Forge new paths to digital commerce growth
As you try to spot customer problems and ownable solutions that deliver growth, look beyond just your capabilities. Pay attention to the other brands getting share of mind, heart and wallet from your customers. If you’re a consumer brand, consider how you sustain digital commerce growth, not just through your brand’s digital presence (which should be a high priority in 2021), but also through an expanded set of partners who can bring your products to market. Consider, not only, retail and trade partners, but also alliances with brands in your sector and across sectors.
Sephora, for example, having sold through a store-within-a-store format in JCPenney, is now doing the same with Kohl’s. This has the potential to increase Kohl’s store traffic and improve its in-store experience, while opening new doors for Sephora with lower overhead. But the two retailers are also partnering to offer an integrated, omnichannel and e-commerce experience. This includes extending Sephora’s loyalty program and Kohl’s curbside pickup to shared customers.

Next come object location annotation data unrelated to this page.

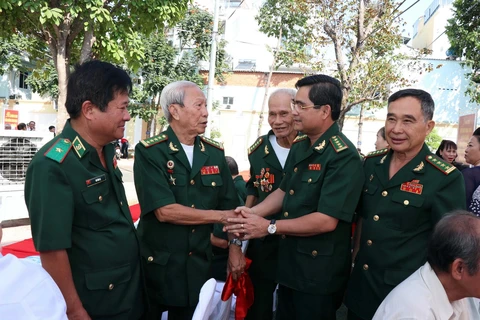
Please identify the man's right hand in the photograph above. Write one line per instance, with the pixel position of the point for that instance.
(78, 314)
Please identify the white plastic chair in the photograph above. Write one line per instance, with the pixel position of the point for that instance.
(205, 304)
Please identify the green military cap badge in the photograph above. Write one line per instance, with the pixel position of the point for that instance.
(154, 140)
(78, 147)
(59, 150)
(212, 142)
(440, 164)
(255, 145)
(377, 153)
(338, 144)
(300, 137)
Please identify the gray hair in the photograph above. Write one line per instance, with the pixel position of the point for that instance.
(455, 236)
(173, 93)
(290, 92)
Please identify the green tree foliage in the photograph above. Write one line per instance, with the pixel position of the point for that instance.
(77, 30)
(463, 31)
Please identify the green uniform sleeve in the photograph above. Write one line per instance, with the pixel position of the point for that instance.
(342, 187)
(151, 183)
(50, 202)
(449, 196)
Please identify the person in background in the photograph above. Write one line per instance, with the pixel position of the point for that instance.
(31, 126)
(381, 142)
(448, 152)
(27, 291)
(267, 157)
(472, 175)
(52, 129)
(438, 290)
(407, 191)
(79, 214)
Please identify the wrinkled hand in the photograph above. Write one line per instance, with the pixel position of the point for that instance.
(78, 314)
(248, 226)
(236, 261)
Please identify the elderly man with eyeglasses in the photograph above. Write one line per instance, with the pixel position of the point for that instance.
(317, 199)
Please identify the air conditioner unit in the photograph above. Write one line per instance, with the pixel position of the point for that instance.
(17, 149)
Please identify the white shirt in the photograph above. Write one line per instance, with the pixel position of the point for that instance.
(281, 152)
(422, 297)
(27, 292)
(189, 152)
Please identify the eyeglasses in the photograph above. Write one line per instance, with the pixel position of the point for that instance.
(295, 105)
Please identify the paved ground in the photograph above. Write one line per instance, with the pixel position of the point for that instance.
(15, 234)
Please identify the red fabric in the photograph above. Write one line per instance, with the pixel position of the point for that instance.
(26, 248)
(243, 290)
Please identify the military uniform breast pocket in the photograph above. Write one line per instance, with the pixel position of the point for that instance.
(408, 210)
(96, 206)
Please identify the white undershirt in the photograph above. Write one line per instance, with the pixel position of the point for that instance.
(281, 152)
(189, 152)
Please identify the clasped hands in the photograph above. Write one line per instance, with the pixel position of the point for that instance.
(245, 224)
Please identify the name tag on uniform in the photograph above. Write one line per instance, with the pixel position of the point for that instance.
(209, 170)
(412, 187)
(96, 180)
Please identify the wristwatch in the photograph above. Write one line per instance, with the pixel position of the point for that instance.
(235, 241)
(272, 227)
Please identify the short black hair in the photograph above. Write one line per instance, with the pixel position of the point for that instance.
(324, 90)
(455, 236)
(97, 82)
(232, 165)
(426, 101)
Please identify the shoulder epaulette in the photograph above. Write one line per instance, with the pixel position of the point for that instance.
(59, 150)
(338, 144)
(154, 140)
(300, 137)
(440, 164)
(376, 153)
(255, 145)
(212, 142)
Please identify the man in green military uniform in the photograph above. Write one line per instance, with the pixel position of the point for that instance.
(81, 223)
(267, 158)
(184, 187)
(407, 191)
(320, 191)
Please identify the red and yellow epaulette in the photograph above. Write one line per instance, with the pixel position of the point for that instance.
(300, 137)
(59, 150)
(338, 144)
(440, 164)
(255, 145)
(376, 153)
(212, 142)
(154, 140)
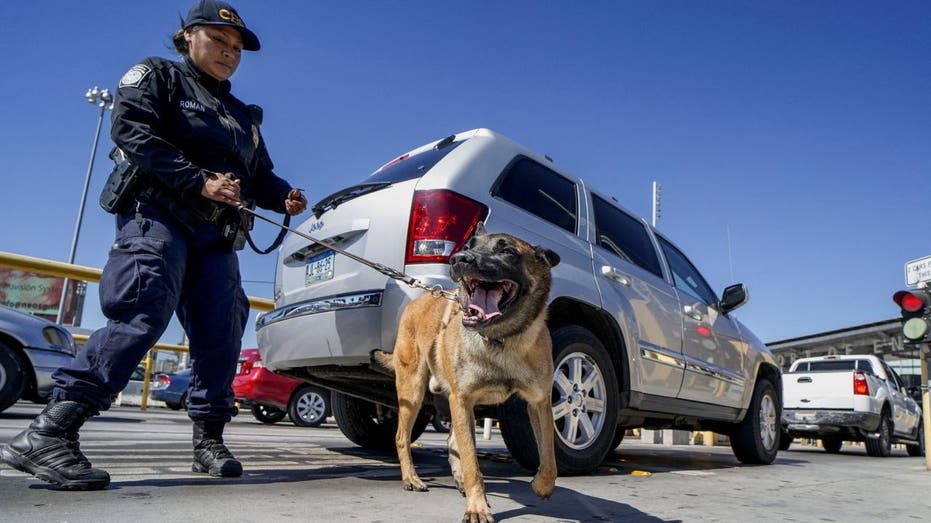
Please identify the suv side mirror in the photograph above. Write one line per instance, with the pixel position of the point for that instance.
(734, 296)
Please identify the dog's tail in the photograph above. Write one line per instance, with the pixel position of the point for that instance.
(383, 361)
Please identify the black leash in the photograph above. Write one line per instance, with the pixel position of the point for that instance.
(245, 225)
(436, 290)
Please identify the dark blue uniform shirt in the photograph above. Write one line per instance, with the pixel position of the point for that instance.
(177, 123)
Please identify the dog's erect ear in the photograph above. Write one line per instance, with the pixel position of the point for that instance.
(550, 257)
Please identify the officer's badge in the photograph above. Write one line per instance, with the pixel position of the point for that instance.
(134, 76)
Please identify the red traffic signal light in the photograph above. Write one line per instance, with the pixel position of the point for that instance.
(916, 314)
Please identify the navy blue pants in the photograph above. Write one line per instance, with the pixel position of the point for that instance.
(157, 268)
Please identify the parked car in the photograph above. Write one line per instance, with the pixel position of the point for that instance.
(639, 337)
(271, 396)
(31, 348)
(172, 389)
(851, 398)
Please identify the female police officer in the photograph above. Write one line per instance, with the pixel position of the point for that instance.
(198, 146)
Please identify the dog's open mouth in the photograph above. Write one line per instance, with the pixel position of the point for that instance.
(484, 301)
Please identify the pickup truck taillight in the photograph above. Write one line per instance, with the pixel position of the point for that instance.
(860, 385)
(441, 222)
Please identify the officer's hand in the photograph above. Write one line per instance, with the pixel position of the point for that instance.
(295, 203)
(222, 187)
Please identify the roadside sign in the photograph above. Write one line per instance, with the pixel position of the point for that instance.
(917, 271)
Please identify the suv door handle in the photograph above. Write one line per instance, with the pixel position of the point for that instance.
(613, 274)
(692, 312)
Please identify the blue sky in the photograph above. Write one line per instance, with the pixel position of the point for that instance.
(791, 139)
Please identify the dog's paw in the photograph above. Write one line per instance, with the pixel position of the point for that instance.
(478, 516)
(415, 485)
(542, 488)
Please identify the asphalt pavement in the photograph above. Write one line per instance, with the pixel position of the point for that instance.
(316, 474)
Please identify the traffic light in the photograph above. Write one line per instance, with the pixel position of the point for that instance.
(916, 314)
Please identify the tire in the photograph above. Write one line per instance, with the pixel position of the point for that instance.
(268, 414)
(755, 440)
(584, 373)
(785, 440)
(309, 406)
(12, 377)
(881, 447)
(918, 449)
(364, 424)
(441, 423)
(832, 445)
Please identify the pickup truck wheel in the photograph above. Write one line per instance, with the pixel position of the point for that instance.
(918, 449)
(832, 445)
(584, 407)
(881, 447)
(12, 377)
(362, 423)
(755, 440)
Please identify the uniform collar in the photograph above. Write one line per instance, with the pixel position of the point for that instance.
(212, 84)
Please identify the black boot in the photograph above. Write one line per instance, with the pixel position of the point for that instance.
(49, 448)
(210, 454)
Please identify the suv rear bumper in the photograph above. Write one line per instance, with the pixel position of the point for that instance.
(828, 421)
(343, 331)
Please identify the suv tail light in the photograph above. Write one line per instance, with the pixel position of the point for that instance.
(441, 222)
(860, 385)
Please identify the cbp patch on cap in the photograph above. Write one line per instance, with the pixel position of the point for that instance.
(134, 76)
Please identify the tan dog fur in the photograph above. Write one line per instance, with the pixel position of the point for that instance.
(478, 365)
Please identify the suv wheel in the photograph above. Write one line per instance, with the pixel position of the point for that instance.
(309, 406)
(267, 413)
(584, 406)
(370, 426)
(12, 377)
(755, 440)
(881, 447)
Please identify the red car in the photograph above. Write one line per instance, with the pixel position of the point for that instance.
(272, 396)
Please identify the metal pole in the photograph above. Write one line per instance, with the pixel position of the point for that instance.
(656, 197)
(105, 100)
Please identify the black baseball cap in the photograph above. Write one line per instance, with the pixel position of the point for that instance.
(208, 12)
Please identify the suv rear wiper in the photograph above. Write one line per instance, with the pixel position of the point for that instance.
(333, 200)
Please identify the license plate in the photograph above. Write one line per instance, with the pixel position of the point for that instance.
(319, 268)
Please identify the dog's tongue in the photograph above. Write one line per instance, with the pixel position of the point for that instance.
(484, 303)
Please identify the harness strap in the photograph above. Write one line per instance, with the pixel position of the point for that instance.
(245, 226)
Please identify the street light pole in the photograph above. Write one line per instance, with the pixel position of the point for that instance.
(104, 100)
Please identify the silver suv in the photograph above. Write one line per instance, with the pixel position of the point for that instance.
(639, 338)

What begins as an innovation partnership can eventually grow into a new line of business that enhances your e-commerce offering. This can add to digital commerce growth and, eventually, spin-off into a new business model. There are multiple paths to digital commerce growth. Finding those paths requires continued understanding of customer needs. It also involves ongoing dedication to finding and fixing marketing, data, technological and operational issues that can impede growth. Most importantly, digital commerce growth demands equal attention to forward innovation.